Alfred-Wegener-Institute for Polar and Marine Research

Hans-Otto Pörtner is a Co-Chair of Working Group II of the Intergovernmental Panel on Climate Change (IPCC) for the Sixth Assessment cycle. He received his PhD and habilitated in Animal Physiology at Münster and Düsseldorf Universities. As a Research and then Heisenberg Fellow of the German Research Council he worked at Dalhousie and Acadia Universities, Nova Scotia, Canada and at the Lovelace Medical Foundation, Albuquerque, New Mexico, USA, before he became Professor and Head of Integrative Ecophysiology at the Alfred Wegener Institute, Bremerhaven, Germany. He has established theory and evidence on effects of climate warming, ocean acidification, and hypoxia on marine animals and ecosystems.
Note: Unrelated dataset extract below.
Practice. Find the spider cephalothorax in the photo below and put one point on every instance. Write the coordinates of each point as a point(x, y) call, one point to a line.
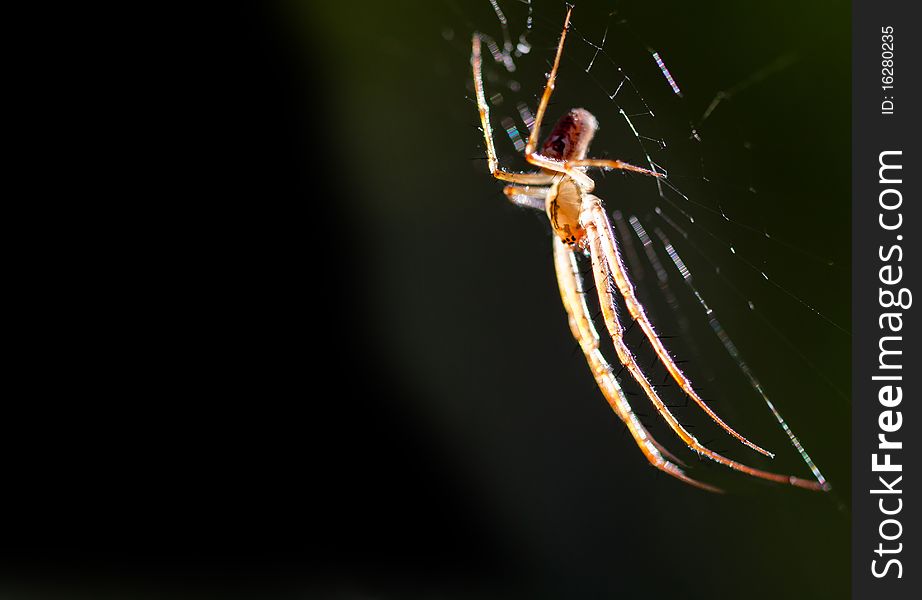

His efforts focus on linking biogeography and ecosystem functioning to molecular, biochemical and physiological mechanisms shaping organism tolerance and performance. Previously, he was a Lead Author and a Coordinating Lead Author to the 4th and 5th assessment cycles of the IPCC. He is an elected member of the European Academy of Sciences, the German Advisory Council on Global Change and a Clarivate Analytics highly cited researcher 2018 onward.